I simply love this part of writing because I love the opportunity to build personality within a character. If you do it right, your character will write his or her own dialog. Here, I draw upon the greats – the method actors themselves. I imagine how Jack Nicholson prepared for his part in the aforementioned Academy Award winner. Or Bobby de Niro. Or Meryl Streep.

 

The Emotional Impact

 

The third part is the emotional impact that I want to create – any of the following: terror, pleasure, laughter, surprise, shock, anxiety, comfort, anguish, pain, redemption, satisfaction – the list is endless. I’ve discovered that this is the easiest of the lot because it is largely plot driven, with laughter being unsurprisingly the most difficult to achieve. I daresay it happens almost by accident as I’m imagining two people sparring with one another. A sense of timing is vital for good comedy – ask any stage actor.

Anxiety is easier – assaults, gunshots, bombs – they all work. Surprise too – a revelation does the trick. Done properly, it’ll seem natural and orderly, but still requires planning. The biggest pitfall to avoid is implausibility, which, to be fair, is more about what not to do than otherwise. All I have to do is remember cringeworthy moments from daytime dramas or badly written procedurals. Movies help because the good ones make you feel these emotions aplenty.

What was it about Gregory Peck wandering the empty palace hall that brought a lump to one’s throat in the last scene of Roman Holiday? Or anxiety when Jack Lemmon stuttered in his interview with Jane Fonda, sounding like a crazed lunatic in China Syndrome? Or terror when Chigurh flips a coin at the gas station to decide the owner’s fate in No Country for Old Men? It’s atmosphere.

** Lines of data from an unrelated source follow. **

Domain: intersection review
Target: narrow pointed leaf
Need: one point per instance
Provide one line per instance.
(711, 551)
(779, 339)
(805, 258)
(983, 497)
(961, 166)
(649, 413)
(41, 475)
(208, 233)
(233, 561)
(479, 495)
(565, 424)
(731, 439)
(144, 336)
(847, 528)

To recreate these moments on paper is art of its own purest form, a culmination of all the aforementioned aspects, inspired by unforgettable cinema, well-written magnum opera or combinations thereof. Opinions vary. Words are easier. Words are harder. You decide.

I try. I don’t always succeed. You see, it’s the journey. It has to be fun. It has been for me thus far and I have hopes for the future. Hope you enjoyed it. I know that I did. Let me know what you think.